Accueil  > Années 1940 et 1941  > N°599 Mai 1940  > Page 284 Tous droits réservés

Au jardin potager

Les plantes condimentaires

Une mise au point.

— Il ne faut pas confondre les plantes condimentaires indigènes avec les épices exotiques (poivre, clous de girofle, muscade, etc.) qui sont échauffantes, ni avec la moutarde, tandis que les aromates frais, fournis par le potager, sont toniques, dépuratifs, apéritifs, diurétiques et antiparasitaires. D’autre part, pour le bon renom de la cuisine française, celle de Brillat-Savarin, il est absolument nécessaire de faire un usage constant et opportun des plantes condimentaires, que l’on peut cueillir en tout temps au coin de la plate-bande, mi-ombragée ou ensoleillée, suivant les cas, ou simplement dans des terrines, des caissettes ou des godets, que l’on transporte dans la resserre ou à la cave pendant l’hiver. Comme certaines plantes condimentaires, telles que cerfeuil, persil, cresson, ont parfois une levée assez capricieuse, il est souvent plus facile de réussir leur culture dans des pots qu’en pleine terre. Au point de vue botanique, on pourrait les classer en trois catégories.

Plantes bulbeuses.

— Elles comprennent les ails, les échalotes et les oignons, dont il se fait une grande consommation, et que l’on cultive habituellement sur d’assez grandes surfaces, pour assurer son approvisionnement hivernal.

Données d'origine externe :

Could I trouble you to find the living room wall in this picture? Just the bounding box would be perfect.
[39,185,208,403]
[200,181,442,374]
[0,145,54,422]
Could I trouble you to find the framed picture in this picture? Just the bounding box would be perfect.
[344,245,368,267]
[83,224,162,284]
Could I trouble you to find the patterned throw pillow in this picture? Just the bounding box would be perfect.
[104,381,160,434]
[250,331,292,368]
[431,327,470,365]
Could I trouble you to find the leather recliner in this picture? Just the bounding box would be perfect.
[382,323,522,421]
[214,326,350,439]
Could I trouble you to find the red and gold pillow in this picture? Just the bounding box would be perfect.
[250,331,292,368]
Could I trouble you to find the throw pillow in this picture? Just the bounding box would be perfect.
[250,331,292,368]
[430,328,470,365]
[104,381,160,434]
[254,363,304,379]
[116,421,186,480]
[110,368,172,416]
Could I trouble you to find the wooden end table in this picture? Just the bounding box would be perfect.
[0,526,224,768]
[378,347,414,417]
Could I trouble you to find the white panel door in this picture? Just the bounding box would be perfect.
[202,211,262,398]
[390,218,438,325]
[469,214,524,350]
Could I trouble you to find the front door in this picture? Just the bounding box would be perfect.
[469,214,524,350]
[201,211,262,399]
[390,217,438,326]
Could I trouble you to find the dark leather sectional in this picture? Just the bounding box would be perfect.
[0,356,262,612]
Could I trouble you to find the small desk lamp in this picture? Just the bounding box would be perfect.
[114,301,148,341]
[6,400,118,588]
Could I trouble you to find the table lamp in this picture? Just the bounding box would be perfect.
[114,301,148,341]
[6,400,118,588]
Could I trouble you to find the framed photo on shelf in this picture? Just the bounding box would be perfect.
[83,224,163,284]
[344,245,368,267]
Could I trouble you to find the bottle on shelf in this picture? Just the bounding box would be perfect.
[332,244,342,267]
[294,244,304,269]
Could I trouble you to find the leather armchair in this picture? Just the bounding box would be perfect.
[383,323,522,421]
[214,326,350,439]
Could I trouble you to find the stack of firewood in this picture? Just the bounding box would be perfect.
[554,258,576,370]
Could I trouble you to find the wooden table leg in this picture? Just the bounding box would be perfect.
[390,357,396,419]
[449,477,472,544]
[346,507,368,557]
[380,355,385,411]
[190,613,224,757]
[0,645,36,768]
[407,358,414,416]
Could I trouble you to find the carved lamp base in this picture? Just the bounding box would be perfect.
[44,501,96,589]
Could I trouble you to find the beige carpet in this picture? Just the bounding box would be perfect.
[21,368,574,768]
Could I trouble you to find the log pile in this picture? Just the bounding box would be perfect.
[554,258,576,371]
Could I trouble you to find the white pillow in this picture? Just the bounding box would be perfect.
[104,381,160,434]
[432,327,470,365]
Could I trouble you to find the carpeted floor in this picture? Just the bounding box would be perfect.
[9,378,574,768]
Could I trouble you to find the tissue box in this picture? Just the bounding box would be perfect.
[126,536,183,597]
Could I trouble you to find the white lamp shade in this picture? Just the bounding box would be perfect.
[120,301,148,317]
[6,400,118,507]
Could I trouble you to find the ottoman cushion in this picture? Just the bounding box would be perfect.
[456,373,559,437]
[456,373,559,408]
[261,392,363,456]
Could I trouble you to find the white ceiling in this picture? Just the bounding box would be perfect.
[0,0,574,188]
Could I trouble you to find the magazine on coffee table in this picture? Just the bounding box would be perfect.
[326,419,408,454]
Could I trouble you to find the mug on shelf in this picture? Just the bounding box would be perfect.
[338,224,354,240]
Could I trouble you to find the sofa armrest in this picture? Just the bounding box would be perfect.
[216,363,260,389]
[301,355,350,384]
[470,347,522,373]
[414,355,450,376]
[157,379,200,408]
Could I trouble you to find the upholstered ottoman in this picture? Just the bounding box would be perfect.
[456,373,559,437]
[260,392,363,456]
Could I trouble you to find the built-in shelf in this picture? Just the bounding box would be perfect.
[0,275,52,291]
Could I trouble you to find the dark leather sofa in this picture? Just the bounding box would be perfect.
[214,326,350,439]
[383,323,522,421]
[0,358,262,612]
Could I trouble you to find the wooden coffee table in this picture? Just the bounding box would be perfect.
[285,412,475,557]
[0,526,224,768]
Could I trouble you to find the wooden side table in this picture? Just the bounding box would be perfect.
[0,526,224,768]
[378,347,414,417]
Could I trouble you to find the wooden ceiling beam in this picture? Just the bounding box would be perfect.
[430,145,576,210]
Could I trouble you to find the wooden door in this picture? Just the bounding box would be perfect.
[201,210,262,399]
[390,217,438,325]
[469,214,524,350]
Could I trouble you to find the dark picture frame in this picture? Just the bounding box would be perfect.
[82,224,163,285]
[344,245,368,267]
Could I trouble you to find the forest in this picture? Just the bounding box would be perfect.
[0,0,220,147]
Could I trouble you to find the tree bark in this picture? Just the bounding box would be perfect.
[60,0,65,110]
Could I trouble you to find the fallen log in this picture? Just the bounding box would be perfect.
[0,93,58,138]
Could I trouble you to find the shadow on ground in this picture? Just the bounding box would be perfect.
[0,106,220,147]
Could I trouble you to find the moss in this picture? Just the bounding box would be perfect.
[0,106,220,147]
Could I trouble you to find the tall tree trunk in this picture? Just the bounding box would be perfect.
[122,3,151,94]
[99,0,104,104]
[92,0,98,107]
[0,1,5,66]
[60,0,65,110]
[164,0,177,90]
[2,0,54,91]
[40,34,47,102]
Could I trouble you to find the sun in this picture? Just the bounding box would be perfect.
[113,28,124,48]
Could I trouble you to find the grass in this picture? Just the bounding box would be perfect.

La multiplication se fait par bulbes ou par caïeux, en pratiquant la sélection.

Pour obtenir des rendements satisfaisants avec ces plantes, qui sont assez exigeantes, on leur réservera une terre fertile et saine, ayant bénéficié d’une copieuse fumure organique, à la culture qui précède, d’abord parce que les fumiers frais empêchent les bulbes de « tourner », et parce qu’ils pourraient provoquer la pourriture des bulbes (graisse). En outre, tenant compte que ces plantes ont de grands besoins en principes assimilables (azote, acide phosphorique et potasse), il sera utile, avant la plantation, d’appliquer un bon engrais complet, à la dose de 100 grammes par mètre carré, que l’on enfouira par une façon superficielle d’ameublissement au râteau.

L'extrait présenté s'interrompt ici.